PIB pode frustrar e ter alta abaixo de 2%

O risco de instabilidade política nas eleições e a fragilidade do emprego, dos investimentos e do quadro fiscal do governo federal podem frustrar as expectativas do mercado para a expansão do Produto Interno Bruto (PM) brasileiro.

A média das projeções aponta, até agora, para um avanço de 2,7% da economia em 2018. No entanto, o professor e coordenador do Fórum de Economia da Fundação Getúlio Vargas (FGV), Nelson Marconi, está menos otimista e calcula que o PIB deve crescer entre 1% e 2% no máximo no período.

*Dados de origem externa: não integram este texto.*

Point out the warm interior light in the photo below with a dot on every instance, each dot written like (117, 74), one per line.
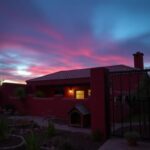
(71, 91)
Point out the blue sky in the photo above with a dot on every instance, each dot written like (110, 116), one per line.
(38, 37)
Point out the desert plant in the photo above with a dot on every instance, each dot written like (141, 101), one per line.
(4, 128)
(62, 143)
(96, 135)
(39, 94)
(51, 130)
(132, 137)
(32, 142)
(65, 145)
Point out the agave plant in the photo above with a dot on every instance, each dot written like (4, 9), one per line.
(4, 128)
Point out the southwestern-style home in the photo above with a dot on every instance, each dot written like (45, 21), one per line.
(80, 97)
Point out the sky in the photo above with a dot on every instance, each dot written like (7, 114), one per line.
(39, 37)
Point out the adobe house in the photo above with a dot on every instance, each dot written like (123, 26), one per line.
(80, 97)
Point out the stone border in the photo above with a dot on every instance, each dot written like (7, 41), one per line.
(16, 146)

Já o professor emérito da mesma instituição, Luiz Carlos Bresser-Pereira, diz que as previsões do mercado são possíveis, mas que será muito difícil que o País tenha expansão média anual acima de 2,5% nos próximos anos, tendo em vista as políticas de câmbio apreciado e de taxas de juros altas, as quais, por sua vez, desestimulam os investimentos e os lucros das empresas industriais. Segundo Marconi, o crescimento da economia não vai chegar a 3% neste ano a começar pelo fato de que, os dois fatores importantes, que estimularam a atividade em 2017, não irão se repetir. O primeiro deles foi a safra recorde de grãos 2016/2017, que chegou a atingir 238,8 milhões de toneladas, alta de 28% em relação à safra 2015/2016, mostram dados da Companhia Nacional de Abastecimento (Conab).

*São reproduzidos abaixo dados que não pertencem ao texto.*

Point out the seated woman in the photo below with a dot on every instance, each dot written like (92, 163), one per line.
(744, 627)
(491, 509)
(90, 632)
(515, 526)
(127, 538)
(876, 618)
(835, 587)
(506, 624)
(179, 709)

Já a projeção para a safra 2017/2018 é de 226,5 milhões de toneladas, queda de 4,7%. O segundo fator que beneficiou a economia em 2017 foi a liberação dos recursos do Fundo de Garantia de Tempo e Serviço (FGTS), ação de governo que acabou impulsionando o consumo de bens duráveis. Este movimento, pontua Marconi, não irá mais ocorrer ao longo de 2018, dada a fragilidade do mercado de trabalho. "O que está se recuperando é a ocupação precária e, não, o emprego formal. Isso ajuda muito pouco a expansão dos gastos das famílias", afirma o economista, lembrando que as ocupações informais limitam as possibilidades que as pessoas têm de se endividarem no longo prazo, como na compra de um imóvel ou de um carro. "O consumo vai ajudar a atividade, mas nós não teremos uma recuperação da renda e do emprego tão grande a ponto de colocá-lo como o motor da economia", acrescenta Marconi. Outro ponto levantado por ele é que a inflação deve fechar o ano em um patamar um pouco maior do que no ano passado, indicando uma estabilização da massa salarial em 2018.

Instabilidade
Além do consumo fraco, as chances da taxa básica de juros (Selic) e do câmbio subirem em 2018 são elevadas. Para Marconi, essa possibilidade vem na esteira da deterioração do quadro fiscal do governo federal o que tem aumentado o risco de um novo rebaixamento do Brasil pelas agências de rating e da expectativa de instabilidade política.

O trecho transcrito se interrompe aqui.